Paolo Andrico: Vince è uno dei personaggi che anche a noi è piaciuto di più mettere in scena: severo, affascinante, spietato coi nemici ma leale con gli alleati. È un personaggio tormentato ma anche quello a cui tutti si affidano, come una sorta di sovrano reietto. Lo abbiamo creato insieme, pensando ai grandi pirati del passato, in primis Barbanera. E vedrete che i due avranno molte cose in comune…

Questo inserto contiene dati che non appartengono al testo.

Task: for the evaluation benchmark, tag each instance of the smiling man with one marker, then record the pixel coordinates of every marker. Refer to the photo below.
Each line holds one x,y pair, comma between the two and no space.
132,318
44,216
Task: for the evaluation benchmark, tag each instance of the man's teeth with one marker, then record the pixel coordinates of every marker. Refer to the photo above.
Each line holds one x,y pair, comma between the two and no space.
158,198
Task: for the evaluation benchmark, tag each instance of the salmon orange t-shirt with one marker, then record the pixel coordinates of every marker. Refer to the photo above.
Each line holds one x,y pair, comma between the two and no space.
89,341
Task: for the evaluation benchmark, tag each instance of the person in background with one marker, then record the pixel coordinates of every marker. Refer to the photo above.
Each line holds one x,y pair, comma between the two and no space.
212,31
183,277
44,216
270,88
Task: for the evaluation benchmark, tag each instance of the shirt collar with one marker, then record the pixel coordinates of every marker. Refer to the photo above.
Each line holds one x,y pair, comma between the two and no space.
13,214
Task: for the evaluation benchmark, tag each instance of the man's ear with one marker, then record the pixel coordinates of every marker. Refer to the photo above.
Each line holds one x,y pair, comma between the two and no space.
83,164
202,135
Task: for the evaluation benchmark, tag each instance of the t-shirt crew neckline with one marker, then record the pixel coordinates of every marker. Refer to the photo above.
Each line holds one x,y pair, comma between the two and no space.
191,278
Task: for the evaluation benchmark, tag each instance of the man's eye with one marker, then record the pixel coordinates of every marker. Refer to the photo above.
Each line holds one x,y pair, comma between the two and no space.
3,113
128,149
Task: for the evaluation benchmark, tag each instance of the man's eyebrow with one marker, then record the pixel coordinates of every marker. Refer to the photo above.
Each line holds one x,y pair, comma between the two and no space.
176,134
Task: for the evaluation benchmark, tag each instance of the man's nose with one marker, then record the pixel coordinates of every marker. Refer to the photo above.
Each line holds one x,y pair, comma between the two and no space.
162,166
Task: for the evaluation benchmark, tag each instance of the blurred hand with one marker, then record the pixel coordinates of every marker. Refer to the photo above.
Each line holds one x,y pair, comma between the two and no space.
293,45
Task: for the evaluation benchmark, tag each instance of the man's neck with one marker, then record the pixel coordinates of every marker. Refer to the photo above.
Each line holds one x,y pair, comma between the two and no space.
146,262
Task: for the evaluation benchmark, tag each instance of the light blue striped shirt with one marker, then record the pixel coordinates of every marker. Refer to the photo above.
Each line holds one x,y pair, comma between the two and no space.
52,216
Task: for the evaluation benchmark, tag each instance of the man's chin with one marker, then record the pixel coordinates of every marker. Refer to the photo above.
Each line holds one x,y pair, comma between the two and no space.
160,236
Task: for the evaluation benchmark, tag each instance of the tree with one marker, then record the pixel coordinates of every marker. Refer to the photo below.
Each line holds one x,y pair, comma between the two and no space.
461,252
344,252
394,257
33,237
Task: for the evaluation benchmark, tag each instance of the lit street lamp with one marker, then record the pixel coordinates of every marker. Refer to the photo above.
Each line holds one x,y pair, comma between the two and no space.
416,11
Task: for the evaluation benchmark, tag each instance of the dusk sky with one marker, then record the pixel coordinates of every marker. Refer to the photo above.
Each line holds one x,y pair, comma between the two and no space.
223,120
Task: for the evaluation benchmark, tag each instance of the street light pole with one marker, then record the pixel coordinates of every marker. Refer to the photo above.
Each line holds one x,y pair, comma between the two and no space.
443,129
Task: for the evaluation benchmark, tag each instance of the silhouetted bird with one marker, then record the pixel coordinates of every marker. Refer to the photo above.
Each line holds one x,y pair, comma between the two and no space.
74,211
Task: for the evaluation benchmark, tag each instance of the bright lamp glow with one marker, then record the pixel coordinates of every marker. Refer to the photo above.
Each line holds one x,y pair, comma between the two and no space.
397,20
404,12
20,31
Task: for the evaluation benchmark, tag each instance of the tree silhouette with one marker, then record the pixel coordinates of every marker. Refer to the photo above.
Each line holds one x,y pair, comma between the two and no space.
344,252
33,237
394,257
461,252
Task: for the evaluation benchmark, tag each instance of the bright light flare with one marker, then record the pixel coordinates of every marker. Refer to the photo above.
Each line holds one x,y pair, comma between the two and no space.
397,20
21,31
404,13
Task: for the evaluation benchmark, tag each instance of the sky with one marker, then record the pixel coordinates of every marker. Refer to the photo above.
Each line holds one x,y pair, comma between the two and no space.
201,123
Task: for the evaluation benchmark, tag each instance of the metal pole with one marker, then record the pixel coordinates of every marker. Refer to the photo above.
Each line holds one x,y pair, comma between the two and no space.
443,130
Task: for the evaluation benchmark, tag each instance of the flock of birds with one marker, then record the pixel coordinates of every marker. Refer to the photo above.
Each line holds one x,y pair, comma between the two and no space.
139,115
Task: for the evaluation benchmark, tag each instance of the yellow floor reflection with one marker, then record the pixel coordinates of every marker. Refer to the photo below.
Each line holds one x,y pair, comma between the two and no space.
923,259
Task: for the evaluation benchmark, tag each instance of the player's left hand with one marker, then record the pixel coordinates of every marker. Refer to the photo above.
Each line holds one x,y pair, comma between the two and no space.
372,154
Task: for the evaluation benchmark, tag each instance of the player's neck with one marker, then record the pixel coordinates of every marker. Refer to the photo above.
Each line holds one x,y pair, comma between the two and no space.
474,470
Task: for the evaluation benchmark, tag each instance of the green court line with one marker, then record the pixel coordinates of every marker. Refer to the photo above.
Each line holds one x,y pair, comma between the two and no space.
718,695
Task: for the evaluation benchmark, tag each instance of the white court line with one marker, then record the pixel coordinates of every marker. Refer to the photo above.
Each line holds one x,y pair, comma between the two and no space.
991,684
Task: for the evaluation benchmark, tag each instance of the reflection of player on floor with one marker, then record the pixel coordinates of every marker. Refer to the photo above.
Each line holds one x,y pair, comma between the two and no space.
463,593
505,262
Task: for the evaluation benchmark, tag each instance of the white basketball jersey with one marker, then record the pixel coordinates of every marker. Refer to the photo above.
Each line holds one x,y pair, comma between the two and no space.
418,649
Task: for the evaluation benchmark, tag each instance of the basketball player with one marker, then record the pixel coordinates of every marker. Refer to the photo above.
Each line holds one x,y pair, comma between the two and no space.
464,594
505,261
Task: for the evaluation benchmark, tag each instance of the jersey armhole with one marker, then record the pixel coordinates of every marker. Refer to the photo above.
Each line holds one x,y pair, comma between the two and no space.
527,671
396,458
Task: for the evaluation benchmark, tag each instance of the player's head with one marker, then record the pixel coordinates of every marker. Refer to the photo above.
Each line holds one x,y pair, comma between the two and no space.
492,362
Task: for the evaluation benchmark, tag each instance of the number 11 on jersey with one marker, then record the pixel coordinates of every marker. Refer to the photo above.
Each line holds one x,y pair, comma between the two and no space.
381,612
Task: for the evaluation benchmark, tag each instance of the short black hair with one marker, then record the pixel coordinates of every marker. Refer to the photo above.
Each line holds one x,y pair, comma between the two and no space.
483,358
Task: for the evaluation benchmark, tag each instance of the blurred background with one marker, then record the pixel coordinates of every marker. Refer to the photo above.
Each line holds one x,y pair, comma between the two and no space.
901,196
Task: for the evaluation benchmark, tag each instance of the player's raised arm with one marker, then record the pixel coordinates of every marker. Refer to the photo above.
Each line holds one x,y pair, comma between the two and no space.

The Pirate's Hand : a romance of heredity

“The Pirate’s Hand : a romance of heredity”British Library

Paolo M. Corbetta: Vince è il capitano pirata per eccellenza: spietato, totalizzante, una personalità magnetica devota alla guerra e al saccheggio, con un suo personale codice d’onore. Entrambi volevamo una figura del genere, e a poco a poco è emerso Vince, perché spesso i personaggi crescono da soli con lo sbrogliarsi della trama. In questo, ci ha aiutati tantissimo Camilla Guerra, la nostra amica che ha disegnato i personaggi più importanti della storia, i cui ritratti si trovano nelle appendici del libro.

Gli usi e i costumi pirateschi ricoprono una parte importante nella storia. Avete svolto tante ricerche per attenervi il più possibile alla realtà, o molti dettagli sono inventati?

Paolo Andrico: Abbiamo deciso di scrivere questo libro proprio perché siamo appassionati di saggi e romanzi storici. Quindi per prima cosa abbiamo studiato e ci siamo informati per rendere il tutto coerente con la Storia; a questa abbiamo poi aggiunto elementi di fantasia, ma inseriti sempre in un contesto attendibile. La cosa fondamentale in un romanzo è costruire un mondo credibile: fatto questo, non resta che far muovere i personaggi.

Paolo M. Corbetta: Lo studio è stato ed è ancora una parte fondamentale della nostra trilogia: leggiamo in continuazione sugli argomenti più disparati. Inoltre, le nostre tre editor – Giulia (di Bookabook), Giulia (fidanzata di Paolo) e Mariacristina (mia sorella) – sono sempre fenomenali e attente.

Una domanda per Paolo Andrico. Come definiresti l’esperienza di scrittura con Paolo M Corbetta?

Paolo Andrico: È come uscire con un amico a prendere una birra: parti con la prima e non sai mai a quante pinte ti fermerai. E così è la nostra scrittura. All’inizio doveva essere un unico romanzo, poi è diventata una trilogia. Tutta questa storia della Drunk Fury è un’avventura incredibile, e siamo solo all’inizio.

Una domanda per Paolo M Corbetta. Pensi che Paolo Andrico sarebbe un buon compagno con cui solcare i sette mari?

Paolo M. Corbetta: Paolo è più di un amico, è un fratello. Però non userei il condizionale: è un ottimo compagno di avventure, e abbiamo in programma dei viaggi. Quando tutto questo finirà, ovviamente.

Per concludere, c’è qualcuno in particolare a cui dedichereste questo libro?

Paolo Andrico: Dedichiamo questo libro a tutti coloro che sono saliti sulla nave con noi in questi anni, tra amici e familiari: c’è un po’ di ognuno di loro in questo folle viaggio. E poi anche a chi in questa fase si trova in difficoltà, con la speranza che la Drunk Fury possa infondere forza e coraggio per affrontare la vita con lo spirito dei pirati.

Paolo M. Corbetta: Se vuoi una dedica generale, questo libro è per chi sogna, per chi non si arrende davanti alla paura, alle ingiustizie, alle prepotenze. Il mondo viene cambiato da loro, anche nei piccoli gesti. E poi, è per tutte le persone che lavorano per il bene comune, perché possa essere di compagnia o magari offrire spunti di riflessione su alcuni dei temi che trattiamo all’interno.
Se ne vuoi una personale, però, questo libro è dedicato ai miei fratelli e sorelle. Non sarei ciò che sono senza di loro.

Vi ringrazio per averci dedicato un po’ del vostro tempo. In questo momento di preoccupazioni, lasciarsi cullare dalle ali selvagge della pirateria può essere il giusto modo per superare le paure.